Writing in The Week on Monday, Ryan Cooper argued that the Democrats have betrayed their New Deal heritage for a mess of neoliberalism. “Up through about the early 1970s, it had been a fairly straightforward working-class party, but after a generation of reform, under Bill Clinton it stood for a muddle of capitalism worship leavened with means-tested welfare programs,” Cooper contended. “At bottom, it was a left-inflected version of the same neoliberalism that comprises Republican Party doctrine.”
Cooper’s column provoked a lively Twitter canoe where some of the most prominent voices in left of center journalism weighed in:
This @ryanlcooper notion of a Democratic Party that was ideologically unified pre-1970s is, um, wrong. https://t.co/fEOsIeCYiQ pic.twitter.com/AERysdzDJO
— Matthew Yglesias (@mattyglesias) June 4, 2018
Like there is a reason why Congress did not enact FDR’s “Four Freedoms” agenda and why Taft-Hartley passed over Harry Truman’s veto.
— Matthew Yglesias (@mattyglesias) June 4, 2018
Too much of the left has gotten invested in a romanticized version of the midcentury Democratic Party in order to dramatize their dislike of Clinton/Obama Democrats.
— Matthew Yglesias (@mattyglesias) June 4, 2018
Yes, but the larger points he makes about political economy these days in the party are indeed true.
— Richard Yeselson (@yeselson) June 4, 2018
Well, it was a working class party in 1936. Then the Southern Dems figured out that the black people were in the working class too and also wanted to join unions.
— Richard Yeselson (@yeselson) June 4, 2018
If "straightforward working-class party" is intended to describe its ideological orientation, not its voting base, that's just wrong. And his next sentence, about the party's turn toward "capitalism-worship," means-testing, etc., implies that is what he means.
— Jonathan Chait (@jonathanchait) June 4, 2018
your argument that there has been no neoliberal turn among Democrats is still absolutely ludicrous
— ryan cooper (@ryanlcooper) June 4, 2018
If you and Jon want to fight about neoliberalism, please tag me out of the convo.
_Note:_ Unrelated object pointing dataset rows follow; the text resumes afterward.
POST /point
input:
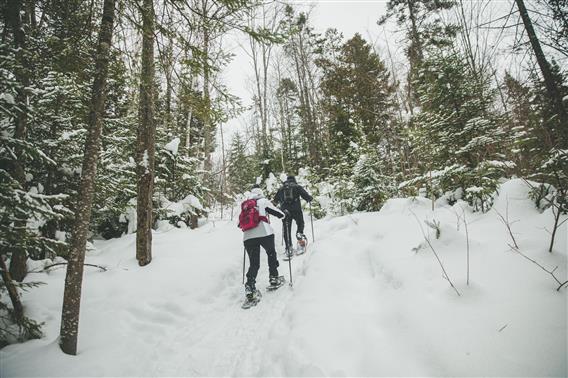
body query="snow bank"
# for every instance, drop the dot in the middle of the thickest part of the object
(368, 299)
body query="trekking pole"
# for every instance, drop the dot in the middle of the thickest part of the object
(244, 258)
(288, 253)
(312, 222)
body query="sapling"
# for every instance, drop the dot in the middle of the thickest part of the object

— Matthew Yglesias (@mattyglesias) June 4, 2018
Thx.
The problem of being on the side of the neoliberal sellouts is that they'll sell you out
— Jonathan Chait (@jonathanchait) June 4, 2018
Perhaps the main takeaway is that the left critique of the Democratic Party can be valid without resorting to nostalgia. After all, the New Deal had a mixed legacy and was compromised on issues like race. So instead of simply pining for a mythical labor-dominated Democratic Party of the past, leftists might be better off trying to just make that a program for the future.